We also looked at another tool called the ‘Four Seasons Model’ - which is essentially a less complicated Myers Briggs type test - and I found myself within a smaller group of the ‘Summer’ category. For Summer people their drive, and what gets them up in the morning, is all about people and relationships. Summers generally like balance and harmony in teams, they dislike conflict and like consultative decision-making. Amongst the other Fellows there was a large bunch of ‘Springs’, people who are very creative and love to get new projects off the ground. There was also a good set of ‘Winters’, those who want to get things done who are efficient and take decisions quickly, and each of these seasons obviously have their strengths and weaknesses.
So as these things emerged, and I found myself and my experience to be very different from everyone else's, I had a medium-sized charity existential crisis. I thought to myself, ‘What on earth am I doing working in the charity sector?! I am so different, perhaps I don’t have the right qualities to do this big thing called ‘social change’, and am I failing the Armed Forces communities I work with because I am nothing like any of these other Fellows, Fellows who I admire and am inspired by, and should be more like!’
Yet as I’ve progressed through my Fellowship year, a new perspective is seeping in which has calmed my crisis. If I take nothing else from my time on the Clore Social Leadership programme I will take this: difference is beauty and difference is strength.
Most of my life I have been told to concentrate on the things I am not good at. No doubt this has helped me pass some exams I might have otherwise failed, however this norm has definitely been to the detriment of celebrating what it is that I can do. I have learnt over the Fellowship that ‘positive psychology’ (hear me out) would say to focus on the very things I am good at and to make them excellent. This is because the things we are not very good at we will likely only make mediocre if we try to improve them. Now this doesn’t mean I can just ignore the areas I am uncomfortable with. The lesson however is: understand where you excel, where you don’t and try to put a team around you that is VERY different to you who can fill in the strengths you don’t have.

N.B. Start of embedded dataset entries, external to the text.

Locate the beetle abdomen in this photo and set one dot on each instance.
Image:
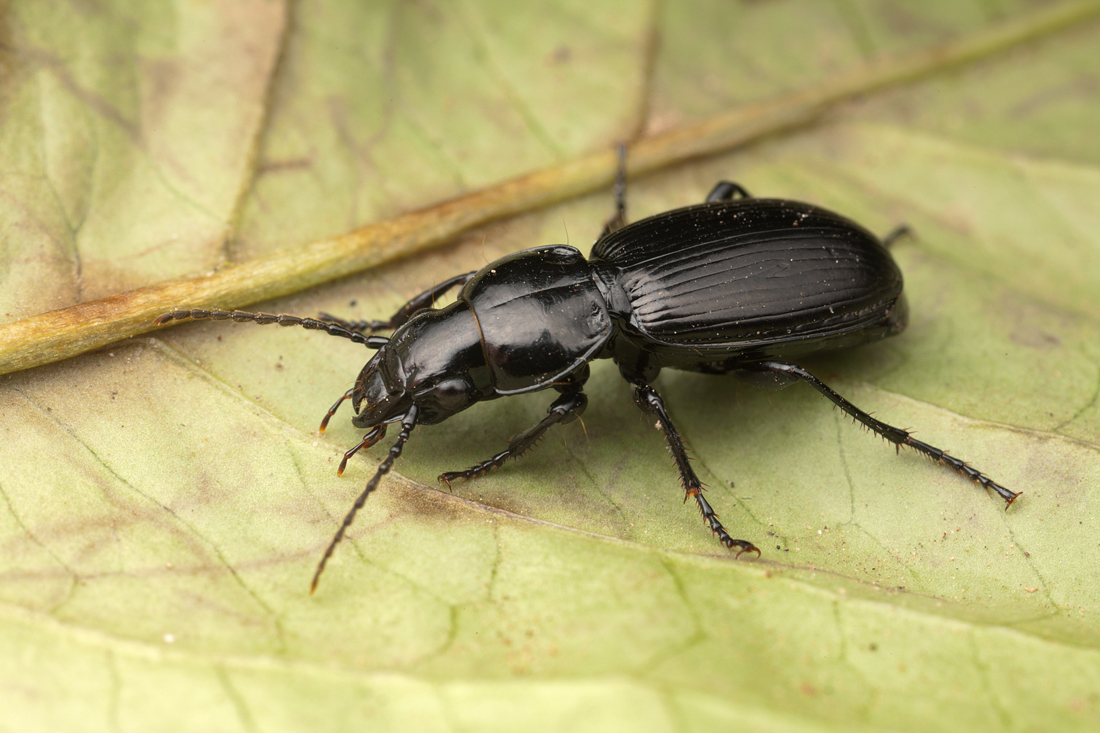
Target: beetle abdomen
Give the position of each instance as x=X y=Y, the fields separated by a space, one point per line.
x=728 y=274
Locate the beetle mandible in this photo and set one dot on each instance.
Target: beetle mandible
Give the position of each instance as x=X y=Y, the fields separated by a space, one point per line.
x=733 y=285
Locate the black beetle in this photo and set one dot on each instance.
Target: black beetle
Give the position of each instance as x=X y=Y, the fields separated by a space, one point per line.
x=733 y=285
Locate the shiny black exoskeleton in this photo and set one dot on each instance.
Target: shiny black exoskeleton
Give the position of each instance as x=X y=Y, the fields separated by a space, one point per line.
x=733 y=285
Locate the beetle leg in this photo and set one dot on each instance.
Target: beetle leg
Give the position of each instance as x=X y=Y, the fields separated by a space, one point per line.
x=725 y=192
x=897 y=436
x=647 y=398
x=407 y=424
x=426 y=299
x=564 y=409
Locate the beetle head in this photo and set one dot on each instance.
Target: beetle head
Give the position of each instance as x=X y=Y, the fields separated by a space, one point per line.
x=435 y=361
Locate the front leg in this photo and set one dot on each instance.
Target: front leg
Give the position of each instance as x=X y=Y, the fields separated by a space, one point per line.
x=647 y=398
x=564 y=409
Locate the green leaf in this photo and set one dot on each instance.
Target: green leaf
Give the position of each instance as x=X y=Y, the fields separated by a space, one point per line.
x=163 y=502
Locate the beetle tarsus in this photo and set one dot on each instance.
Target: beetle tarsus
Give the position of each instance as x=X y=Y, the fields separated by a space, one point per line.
x=894 y=435
x=650 y=402
x=407 y=424
x=563 y=409
x=332 y=411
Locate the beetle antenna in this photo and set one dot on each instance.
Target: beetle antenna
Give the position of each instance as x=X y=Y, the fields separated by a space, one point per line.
x=407 y=424
x=283 y=319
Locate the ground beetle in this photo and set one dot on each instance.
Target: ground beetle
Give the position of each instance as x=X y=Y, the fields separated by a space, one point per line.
x=733 y=285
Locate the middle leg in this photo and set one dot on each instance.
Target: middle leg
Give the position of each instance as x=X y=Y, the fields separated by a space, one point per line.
x=647 y=398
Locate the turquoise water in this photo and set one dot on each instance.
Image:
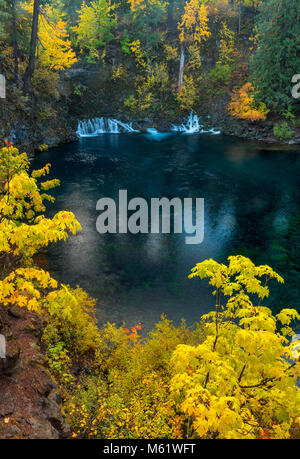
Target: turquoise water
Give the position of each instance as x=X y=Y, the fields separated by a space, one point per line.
x=250 y=194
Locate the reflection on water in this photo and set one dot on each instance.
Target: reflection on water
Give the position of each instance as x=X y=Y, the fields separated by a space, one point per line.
x=249 y=195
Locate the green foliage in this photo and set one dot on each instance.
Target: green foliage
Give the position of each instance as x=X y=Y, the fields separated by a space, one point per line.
x=219 y=77
x=231 y=376
x=282 y=131
x=125 y=43
x=130 y=397
x=94 y=27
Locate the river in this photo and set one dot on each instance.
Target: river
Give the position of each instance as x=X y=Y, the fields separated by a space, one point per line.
x=250 y=193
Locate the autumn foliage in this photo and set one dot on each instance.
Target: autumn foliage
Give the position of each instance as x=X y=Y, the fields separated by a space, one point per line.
x=242 y=105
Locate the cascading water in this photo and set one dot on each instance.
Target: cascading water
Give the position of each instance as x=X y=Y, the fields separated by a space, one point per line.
x=96 y=126
x=193 y=126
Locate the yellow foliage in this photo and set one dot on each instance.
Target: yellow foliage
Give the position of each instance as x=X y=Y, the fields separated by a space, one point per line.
x=242 y=105
x=241 y=381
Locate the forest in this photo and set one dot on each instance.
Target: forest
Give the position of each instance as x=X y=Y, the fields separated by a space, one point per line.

As I stood on my own at the second residential with the other Fellows playing some active games, we were asked to stand along a scale of 0-5 on what we felt about risk taking. I stood at zero or perhaps 0.1 - the rest of the Fellows stood at least at 3 and many around 5. Previously this difference would have made me feel awful, but that day with the Fellows I felt very important because I realised that this difference could make me invaluable to a team where that trait is not present. It also impresses upon me that in my work life, I need to have people around me who are further up the risk taking scale - if we give ourselves the space to learn from each other, we will be able to pull each other up and down scale to achieve our collective goals.
It may seem like such a small change in perspective as to how I look at myself and others, but it has freed up my mind to embrace what I am good at and stop berating myself for the things I am not. The beauty of Clore Social Leadership is in the diversity of its Fellows. It is all their experiences and skills and life histories that matter. It is the strength found in the difference of where Fellows have worked or currently work, whether grassroots organisations, small and large charities, social enterprises and the private sector. Our difference is how we learn to be better, learn to ally with people that help us to step out of our comfort zones and who challenge us to do more exciting and impactful things for the communities we serve. As the Fellowship moves forward, and new Fellows look to apply for places in 2017, I urge Clore Social Leadership to continue to enable diversity and access to the Fellowship. I finally encourage potential applicants to embrace and bring their difference to the group, because this is the gold dust on which to build success.